Mais Griffith a fait de grands films, Dumas de grands romans avec des histoires aussi idiotes. Certes, le personnage de Goya est également très caricatural. Mais c’était déjà le cas du Mozart d’Amadeus. En réalité, le film est d’une grande cohérence, puisque la mise en scène de Forman est au diapason du scénario : toute de kitsch, maniant le Grand-Guignol avec une belle énergie. Goya + Carrière + Forman + le visage très élastique de Bardem : nous sommes chez Bosch, Goya, Ensor, ces peintres qui déforment les corps pour en révéler l’animalité.
Il y a par ailleurs dans ce film délirant quelques scènes magnifiques et jubilatoires.
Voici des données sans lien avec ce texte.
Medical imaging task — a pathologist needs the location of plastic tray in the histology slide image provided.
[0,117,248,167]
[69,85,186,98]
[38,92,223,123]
Deux exemples : celle où Javier Bardem est lui-même soumis à la question par le père de sa victime qui tient à démontrer que la torture peut tout faire avouer, ou encore celle où le roi Charles IV, mécontent du tableau représentant la reine que Goya vient de peindre, force ce dernier à l’écouter jouer du violon (atrocement).
Volontairement grotesque, bouffon, politique (se moquant des renversements ironiques de l’histoire), Les Fantômes de Goya est un film certes étrange, hors mode (on dirait qu’il a été tourné dans les années 80), donc peu gracieux, mais aussi celui où Forman dévoile le plus, tout cru, sans le lisser, son style farcesque.